Pobres angelitos

Todos los seres humanos merecen respeto, todos los seres humanos son dignos de compasión. Excepto, quizás, los niños actores. Es cierto que el acné juvenil acaba con sus carreras. Es verdad que, apenas se asoman a una adolescencia anoréxica, tienden a ser arrestados por posesión de drogas. Y que de no salir en un patético reality show para estrellas del pasado, de no encontrar un trabajo que dé suficiente dinero para sustituir la fama perdida, se les puede ir la vida sintiendo que la sociedad no les ha reconocido el sacrificio de su infancia. Y firmándoles autógrafos a los borrachos que los reconocen, en chiste, por ahí. La verdad es que tendríamos que ser solidarios con la futura decadencia de los niños actores. La verdad es que tendríamos que mirar de reojo a quienes los explotan.

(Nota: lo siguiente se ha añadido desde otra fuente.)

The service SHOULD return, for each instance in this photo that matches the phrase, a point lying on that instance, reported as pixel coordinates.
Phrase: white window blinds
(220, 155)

Pero que mientras los vemos sonreír en la pantalla como preguntándonos “¿no es cierto que soy adorable?”, mientras los vemos sacarles jugo a sus caritas de niños genios como diciéndonos “¿no es verdad que parezco un adulto?”, lo más probable es que nos descubramos sintiendo algo semejante al resentimiento social.

¿Recuerdan lo que se siente en un avión cuando se avanza por el pasillo que lleva de los cómodos asientos de la primera clase a los torturadores asientos de la clase turista? Pues es eso mismo: odiamos a los niños actores porque van por la vida mucho mejor atendidos, mucho menos asustados, mucho más cómodos que nosotros.

Y, bueno, porque están tan felices, porque son tan simpáticos, porque han conquistado el imperio de los grandes como esos enanos que ganan toneladas de dinero por el simple hecho de ser enanos.

Podríamos reconocer que, salvo en el caso de algunos de los personajes de El Chavo (no de todos: Godines, por ejemplo, resulta nefasto), es mejor un niño actor que un viejo disfrazado de niño en la tradición de Chabelo o de la señora de Los Dumis. Podríamos quejarnos de niños en concreto: reconocer, no sin cierto dolor de patria, que el Ramoncito de Dejémonos de vainas parecía venir de otra familia; lamentar a los hijos sosos de la familia en la que Alf, el extraterrestre de felpa, quedó atrapado para siempre; recordar con horror a Pedrito Fernández chillándole a la de la mochila azul haberle dejado “gran inquietud” y “bajas calificaciones”; tener pesadillas con ese acento agudo con el que Los reporteritos terminaban cada una de las preguntas que les hacían a los personajes de turno; y padecer, en la era de YouTube, que la pequeña Wendy Sulca confiese, ya grandecita, que de día y de noche quiere probar “su tetita”.

Pero creo que lo mejor, para probar el caso, para entender por qué nos enervan esos niños metidos a grandes (por ejemplo: esos hijos que se visten de papás para contar chistes verdes en los programas especiales de Sábados felices), es que nos concentremos en la figura del irritante, repetitivo, canchero Macaulay Culkin: el famosísimo “pobre angelito”.

Que se hacía el tierno. Que se hacía el chiquito. Que hacía pucheros ante la cámara con un éxito que era todo un fenómeno sociológico. Que, por cuenta de lo que la crítica especializada quiso llamar “su sonrisa pícara”, por cuenta de su empeño a la hora de probar que los niños tienen algo de personas, fue el primer actor menor de edad que ganó un millón de dólares por participar en un largometraje: My Girl. Que, gracias al éxito de las dos entregas de Mi pobre angelito, llegó a recibir 8 millones por película cuando acababa de cumplir los 13 años. Y que desde 1993 hasta hoy, convertido en un monumento a la infancia que no va a volver, ha estado en todos los lugares imaginables: durmió en la cama de Michael Jackson cuando a todo el mundo le sonaba excéntrico, fue arrestado por posesión de mariguana en Oklahoma cuando a todo el mundo le daba lo mismo, se casó a los 18 años, se divorció a los 20 y se retiró del mundo a los 22, como un magnate cansado de tanta gloria, cuando a todo el mundo le dio por decirle “creciste” cada vez que caminaba por la calle.

Dicha así, claro, su vida lo pone a uno de su lado: pobre. Pero digámonos a tiempo “sí, pero va en primera clase”. Concentrémonos en sus caritas de niño que sabe que tiene la sartén por el mango. Y que vivirá de su infancia hasta que sea viejo.